Drugs, I was thinking. Please just give me the drugs. Give me everything you’ve got. During the long, long night we had just endured, pain had seized my neck and my shoulders, pain so severe it had felt my body would break in two. This was not the sharp pulsing I had grown used to. This was more dense. Heavy. Like an apron of lead, the kind they swaddle you in before taking an X-ray.
Smiling nurses appeared. Guardrails on the sides of the gurney swung up and locked into place. The gurney began to roll. A mask came down over my face, Breathe deep, said the smiles. My mother was walking beside me, still holding my hand.
• • •
DARKNESS.
I came to in a postsurgery recovery room. Cold. I was so cold. I had never been so cold. My legs would have to be amputated, they would not survive, the frostbite was turning my skin to wax.
I sensed someone beside me. “Blanket,” I tried to tell them. It came out mush. “Bl-shhh-ont.”
The person leaned down. “Caroline?” Will’s voice. Soft, worried. He laid a hand on top of mine.
Noooo.
I wanted to turn my head away. It would not obey. “Blanket,” I said again.
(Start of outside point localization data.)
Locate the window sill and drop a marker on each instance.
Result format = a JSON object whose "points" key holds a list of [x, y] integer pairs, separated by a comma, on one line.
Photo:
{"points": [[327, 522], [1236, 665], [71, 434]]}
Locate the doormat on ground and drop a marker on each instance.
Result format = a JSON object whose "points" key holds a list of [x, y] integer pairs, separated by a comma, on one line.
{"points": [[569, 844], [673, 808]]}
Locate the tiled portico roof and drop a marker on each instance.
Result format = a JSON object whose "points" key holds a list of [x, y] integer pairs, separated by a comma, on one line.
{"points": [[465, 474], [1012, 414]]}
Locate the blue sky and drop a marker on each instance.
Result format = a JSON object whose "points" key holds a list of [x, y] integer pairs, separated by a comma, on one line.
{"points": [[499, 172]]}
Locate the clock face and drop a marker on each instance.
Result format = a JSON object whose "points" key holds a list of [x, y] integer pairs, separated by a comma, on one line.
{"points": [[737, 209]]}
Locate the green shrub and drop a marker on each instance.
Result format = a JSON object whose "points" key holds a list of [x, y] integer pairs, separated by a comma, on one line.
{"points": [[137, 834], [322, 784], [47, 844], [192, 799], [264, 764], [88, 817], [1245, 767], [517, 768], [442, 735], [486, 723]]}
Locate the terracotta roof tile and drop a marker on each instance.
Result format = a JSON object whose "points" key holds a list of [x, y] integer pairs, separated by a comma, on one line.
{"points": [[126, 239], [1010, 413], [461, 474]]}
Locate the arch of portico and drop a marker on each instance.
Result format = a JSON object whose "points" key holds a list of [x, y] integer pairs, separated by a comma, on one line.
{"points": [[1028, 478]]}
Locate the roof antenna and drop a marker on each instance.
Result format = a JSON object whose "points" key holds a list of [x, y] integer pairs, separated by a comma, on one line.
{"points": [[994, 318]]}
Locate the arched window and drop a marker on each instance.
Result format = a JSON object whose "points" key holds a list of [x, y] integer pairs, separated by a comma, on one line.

He would not listen. “Caroline. It’s me. Everything went fine. You’re going to be fine.”
Something scratchy was wrapped around my neck, the only part of me that was warm. I willed myself to go under again, to sleep.
Thirty-four
* * *
SUNDAY, OCTOBER 27, 2013
They only kept me in the hospital for one night.
The surgery had gone beautifully. The bullet had popped—Dr. Gellert pursed his lips and made a loud pop as he recounted this to me—popped right out.
“Like squeezing a boiled tomato from its skin,” he added, clearly pleased with himse
lf. “Big old thing. Half an inch long.” He held up his thumb and forefinger in approximation.
“Where is it?”
“I cleaned it up, sealed it in a sterile envelope. Handed it to the police myself.” His fingers were sliding up and down a Perspex clipboard, rising and then striking the edge as if it were the keys of a baby grand. “They rushed the bullet straight to the lab. It was an Atlanta cop who turned up to get it. Flew up here specifically for that purpose, warned me not to let DC police anywhere near it.” Gellert eyed me with curiosity, but did not ask.
I nodded. Tried to nod. The bandages made it impossible to move.
“At any rate, the headline is—we got it out. You did great. The incision on the back of your neck is less than two inches wide. You’ll have a scar, but it’ll fade, and your hair will cover it.”
“I don’t care about that. What about my—my spinal cord? Will I have full range of movement?” At the moment I felt no pain at all, but I was pumped so full of painkillers that it was hard to say whether that meant much.
“We’ll have to wait until the swelling subsides. And it will take time for everything internally to knit back together. But so far, so good. I’ll see you tomorrow, in my regular office, to check the stitches and make sure everything’s draining properly.”
At my parents’ house, they had made up a bed in the living room so I wouldn’t have to climb the stairs. All afternoon I dozed. Dad sat vigil in an armchair by the window, answering e-mails and cursing at the New York Times crossword puzzle. Hunt lay flopped across his feet. Mom wandered in and out, inventing ways to make herself useful. I was hungry. Starving. I had been forbidden from consuming anything except liquids until I either produced a bowel movement or passed gas. I achieved this milestone—the latter—as twilight fell. I felt undignified, to say the least. But I was rewarded with crackers and a cup of Mom’s homemade beef noodle soup.